Nectar in all places…and bugs will discover it | Information, Sports activities, Jobs


TR PHOTOS BY GARRY BRANDENBURG – A short hike to the Marietta Sand Prairie earlier this week was an interesting exploration of the life of miniature animals … insects. It didn’t take long to find several varieties of long-legged creatures, all with wings and all very busy sipping and collecting nectar from the various plant flowers.

INSECTS are abundant, sometimes a pest, but most of the time they are underrated for their good things. If we humans enjoy eating a wide variety of nutritious foods, we must recognize the role beneficial insects play in creating those foods. Three quarters of the world’s food supply plant species need to be pollinated. Pollination can, in many cases, be achieved by a multitude of insects flying around day and night, visiting the flowers of all kinds of plants, and passing on pollen grains. An estimated $ 200 billion worth of crops are pollinated by insects.

Plant pollination is not just limited to insects. Wind works well for some plants. In other cases, water can be a method of transporting pollen, with some plant products floating on the surface and interacting with other parts of the plant.
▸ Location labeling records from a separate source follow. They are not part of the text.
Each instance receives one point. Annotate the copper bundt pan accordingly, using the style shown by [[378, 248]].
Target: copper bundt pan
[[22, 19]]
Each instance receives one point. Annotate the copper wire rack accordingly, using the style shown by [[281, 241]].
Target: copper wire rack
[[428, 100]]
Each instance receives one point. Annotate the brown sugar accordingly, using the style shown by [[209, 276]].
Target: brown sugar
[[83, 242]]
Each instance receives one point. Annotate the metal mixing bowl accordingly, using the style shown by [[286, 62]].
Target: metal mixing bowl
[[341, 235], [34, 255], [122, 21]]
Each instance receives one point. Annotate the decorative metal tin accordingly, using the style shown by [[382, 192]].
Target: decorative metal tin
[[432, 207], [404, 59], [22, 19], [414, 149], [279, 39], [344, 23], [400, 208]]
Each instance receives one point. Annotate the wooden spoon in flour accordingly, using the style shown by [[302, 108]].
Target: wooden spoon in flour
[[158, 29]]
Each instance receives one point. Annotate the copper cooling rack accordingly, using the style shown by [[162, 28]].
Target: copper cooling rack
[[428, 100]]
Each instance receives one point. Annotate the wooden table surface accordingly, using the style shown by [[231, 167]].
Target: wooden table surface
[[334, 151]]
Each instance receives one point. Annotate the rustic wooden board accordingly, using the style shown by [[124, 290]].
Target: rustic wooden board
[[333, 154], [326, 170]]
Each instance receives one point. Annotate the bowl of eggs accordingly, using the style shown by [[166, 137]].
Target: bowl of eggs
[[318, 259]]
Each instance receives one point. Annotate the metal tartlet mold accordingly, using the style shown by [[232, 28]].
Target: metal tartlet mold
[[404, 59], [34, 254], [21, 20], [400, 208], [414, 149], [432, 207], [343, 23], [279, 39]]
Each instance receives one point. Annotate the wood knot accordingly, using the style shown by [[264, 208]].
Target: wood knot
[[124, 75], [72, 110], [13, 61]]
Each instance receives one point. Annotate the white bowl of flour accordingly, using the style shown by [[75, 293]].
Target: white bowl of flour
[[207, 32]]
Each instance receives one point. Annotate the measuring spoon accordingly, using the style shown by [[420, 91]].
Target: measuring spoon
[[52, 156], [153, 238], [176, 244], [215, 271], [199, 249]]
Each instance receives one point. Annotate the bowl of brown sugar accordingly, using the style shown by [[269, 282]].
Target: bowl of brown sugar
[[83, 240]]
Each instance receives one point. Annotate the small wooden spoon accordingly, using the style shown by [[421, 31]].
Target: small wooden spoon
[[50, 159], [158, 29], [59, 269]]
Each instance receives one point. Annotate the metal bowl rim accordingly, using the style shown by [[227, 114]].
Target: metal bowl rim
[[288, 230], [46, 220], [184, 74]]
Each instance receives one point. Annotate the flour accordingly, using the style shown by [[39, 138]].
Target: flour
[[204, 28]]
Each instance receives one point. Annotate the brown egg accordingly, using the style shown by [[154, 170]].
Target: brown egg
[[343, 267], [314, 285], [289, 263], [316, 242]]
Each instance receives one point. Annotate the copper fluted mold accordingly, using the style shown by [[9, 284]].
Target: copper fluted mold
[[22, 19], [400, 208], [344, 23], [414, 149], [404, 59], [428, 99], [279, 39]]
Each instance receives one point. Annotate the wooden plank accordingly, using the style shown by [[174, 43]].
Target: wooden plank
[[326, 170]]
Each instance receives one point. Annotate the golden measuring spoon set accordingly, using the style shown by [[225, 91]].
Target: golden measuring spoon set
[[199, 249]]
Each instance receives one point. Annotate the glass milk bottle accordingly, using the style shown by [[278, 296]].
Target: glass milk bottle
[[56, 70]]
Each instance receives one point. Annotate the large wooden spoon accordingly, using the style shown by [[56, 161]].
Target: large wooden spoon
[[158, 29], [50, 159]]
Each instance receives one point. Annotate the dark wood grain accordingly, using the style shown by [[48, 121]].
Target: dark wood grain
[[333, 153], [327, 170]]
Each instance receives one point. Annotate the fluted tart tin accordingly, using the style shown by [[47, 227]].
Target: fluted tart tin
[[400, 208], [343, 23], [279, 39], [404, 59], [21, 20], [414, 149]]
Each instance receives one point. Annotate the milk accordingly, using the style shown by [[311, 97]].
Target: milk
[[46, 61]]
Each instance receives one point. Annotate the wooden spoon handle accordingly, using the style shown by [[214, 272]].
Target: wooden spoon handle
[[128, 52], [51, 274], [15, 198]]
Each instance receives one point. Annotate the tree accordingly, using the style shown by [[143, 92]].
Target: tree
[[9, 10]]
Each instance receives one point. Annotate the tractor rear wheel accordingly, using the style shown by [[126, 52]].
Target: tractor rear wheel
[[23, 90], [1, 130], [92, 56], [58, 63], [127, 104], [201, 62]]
A variant of water that supports pollination is rain, in which splash water with its raindrops takes along small amounts of pollen. Rain allows some orchids to self-pollinate. Small mammals such as mice or voles can unknowingly carry pollen that has collected on their fur while they scurry over floor runs and graze low-growing parts of the flower of plants. Flying mammals, in this case bats, also perform a lot of pollination when they fly at night in ecosystems where desert flowers only open at night. Nocturnal visits to flowers allow bats to eat while distributing pollen from plant to plant.
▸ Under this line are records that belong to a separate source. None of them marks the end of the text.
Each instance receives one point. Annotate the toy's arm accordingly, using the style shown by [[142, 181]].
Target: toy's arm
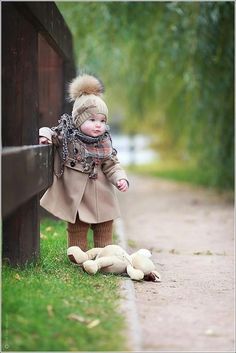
[[92, 267], [135, 274], [92, 253]]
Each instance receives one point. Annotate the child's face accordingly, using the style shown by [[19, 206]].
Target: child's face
[[94, 126]]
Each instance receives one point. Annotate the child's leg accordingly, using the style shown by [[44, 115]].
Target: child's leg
[[102, 233], [77, 234]]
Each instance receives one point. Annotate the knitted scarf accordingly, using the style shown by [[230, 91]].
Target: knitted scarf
[[91, 152]]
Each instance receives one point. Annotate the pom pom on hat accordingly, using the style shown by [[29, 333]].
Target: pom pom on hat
[[86, 92], [85, 84]]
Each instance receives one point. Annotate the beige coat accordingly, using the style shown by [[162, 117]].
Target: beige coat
[[74, 192]]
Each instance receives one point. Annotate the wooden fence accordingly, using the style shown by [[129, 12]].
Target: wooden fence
[[37, 63]]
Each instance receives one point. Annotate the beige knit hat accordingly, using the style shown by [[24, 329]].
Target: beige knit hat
[[86, 92]]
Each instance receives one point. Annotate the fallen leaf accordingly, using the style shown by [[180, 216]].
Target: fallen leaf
[[93, 323]]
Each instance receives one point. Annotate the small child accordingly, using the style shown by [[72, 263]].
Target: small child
[[85, 167]]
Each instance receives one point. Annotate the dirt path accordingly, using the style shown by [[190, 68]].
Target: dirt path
[[190, 233]]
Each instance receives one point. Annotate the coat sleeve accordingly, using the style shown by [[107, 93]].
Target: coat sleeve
[[112, 169]]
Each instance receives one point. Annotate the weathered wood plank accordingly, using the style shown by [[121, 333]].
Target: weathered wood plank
[[51, 97], [49, 21], [20, 234], [26, 171], [19, 79]]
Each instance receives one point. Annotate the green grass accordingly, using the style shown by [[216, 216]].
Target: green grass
[[55, 306]]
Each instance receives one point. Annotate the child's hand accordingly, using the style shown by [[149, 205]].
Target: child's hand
[[44, 141], [122, 185]]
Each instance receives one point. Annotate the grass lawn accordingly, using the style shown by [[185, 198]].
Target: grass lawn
[[55, 306], [177, 171]]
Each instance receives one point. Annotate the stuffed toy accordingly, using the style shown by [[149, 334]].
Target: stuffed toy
[[114, 259]]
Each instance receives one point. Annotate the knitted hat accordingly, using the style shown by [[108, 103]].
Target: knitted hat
[[86, 92]]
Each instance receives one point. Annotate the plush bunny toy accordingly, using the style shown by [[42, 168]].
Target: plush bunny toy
[[114, 259]]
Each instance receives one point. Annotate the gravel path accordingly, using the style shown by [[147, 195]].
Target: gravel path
[[190, 232]]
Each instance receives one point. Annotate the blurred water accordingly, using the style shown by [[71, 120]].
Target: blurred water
[[134, 150]]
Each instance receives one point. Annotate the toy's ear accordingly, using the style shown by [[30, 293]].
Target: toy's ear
[[76, 255], [144, 252]]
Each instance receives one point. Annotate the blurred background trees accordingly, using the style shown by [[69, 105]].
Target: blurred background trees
[[168, 69]]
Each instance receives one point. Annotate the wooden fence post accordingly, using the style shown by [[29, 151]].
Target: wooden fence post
[[36, 47]]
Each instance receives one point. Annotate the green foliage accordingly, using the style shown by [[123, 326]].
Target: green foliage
[[55, 306], [169, 70]]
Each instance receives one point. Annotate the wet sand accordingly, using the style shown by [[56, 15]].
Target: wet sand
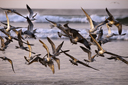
[[111, 72]]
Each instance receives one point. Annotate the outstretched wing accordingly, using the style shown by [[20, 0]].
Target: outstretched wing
[[30, 11], [59, 47], [45, 46], [89, 19], [11, 64], [30, 49], [52, 45], [87, 65]]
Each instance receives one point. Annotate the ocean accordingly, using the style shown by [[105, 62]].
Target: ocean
[[75, 17], [110, 72]]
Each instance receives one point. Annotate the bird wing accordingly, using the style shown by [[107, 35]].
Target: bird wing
[[45, 46], [70, 56], [59, 47], [89, 19], [51, 65], [87, 51], [58, 62], [99, 47], [86, 65], [8, 26], [30, 49], [52, 45], [11, 64], [19, 39], [30, 11], [2, 42], [30, 25], [110, 15], [118, 56]]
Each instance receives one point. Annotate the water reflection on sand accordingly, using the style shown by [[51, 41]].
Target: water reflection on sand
[[111, 72]]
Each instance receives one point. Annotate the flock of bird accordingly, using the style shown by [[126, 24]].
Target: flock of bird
[[95, 33]]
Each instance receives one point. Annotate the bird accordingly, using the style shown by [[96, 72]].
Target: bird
[[21, 46], [112, 21], [56, 51], [4, 45], [101, 51], [30, 50], [73, 35], [29, 32], [12, 11], [90, 58], [31, 14], [10, 61], [76, 36], [93, 25], [75, 61], [48, 60], [35, 58]]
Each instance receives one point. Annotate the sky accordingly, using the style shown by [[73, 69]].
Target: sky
[[65, 4]]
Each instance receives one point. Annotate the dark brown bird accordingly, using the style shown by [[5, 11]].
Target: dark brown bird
[[10, 61], [75, 61]]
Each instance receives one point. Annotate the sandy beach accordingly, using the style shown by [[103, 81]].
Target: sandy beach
[[111, 72]]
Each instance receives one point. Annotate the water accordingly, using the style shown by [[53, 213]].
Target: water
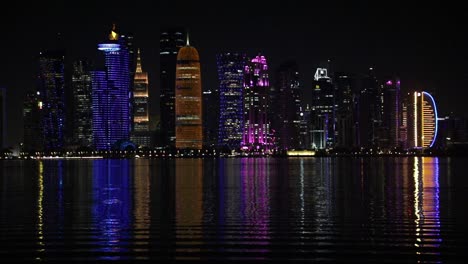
[[376, 210]]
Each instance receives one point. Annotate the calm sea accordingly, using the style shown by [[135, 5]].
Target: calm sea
[[375, 210]]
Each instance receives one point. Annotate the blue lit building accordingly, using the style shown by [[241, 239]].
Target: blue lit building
[[111, 95], [231, 85], [51, 98]]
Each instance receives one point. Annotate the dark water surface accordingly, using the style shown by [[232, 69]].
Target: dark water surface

Animals, insects and small mammals carry pollen grains from the anther of one flower to the receptive part of the carpel or pistil (stigma) of another flower. Between 100,000 and 200,000 animal species serve as pollinators of the 250,000 flowering plant species in the world.

The majority of these animals are insects, but around 1,500 species of birds and mammals that visit flowers can transmit pollen. In some of the Earth’s ecosystems, monkeys, lemurs, squirrels, rodents, and possums play roles in the continuation of plant life.

Flowers can be a color to the human eye. For the eyes of birds and insects, the color of the flowers can transmit light wavelengths that are invisible to us, but very clearly visible to them. Color helps. Likewise, fragrant scents that attract insects on sure-footed flights to and from flowers. In today’s pictures of insects at work, notice how the hind legs of the bumblebee working over a wild bergamot flower are full of pollen. It may be hard to see, but the pollen packages are there, ready to be transported back to the earthmoving beehive. A common sulfur butterfly performs its feeding and pollination on a clover blossom. And a monarch butterfly and a black wasp take turns on tiny white flowers. Other flying insects that can be found on flowers include bees, wasps, ants, beetles, moths, butterflies, and flies.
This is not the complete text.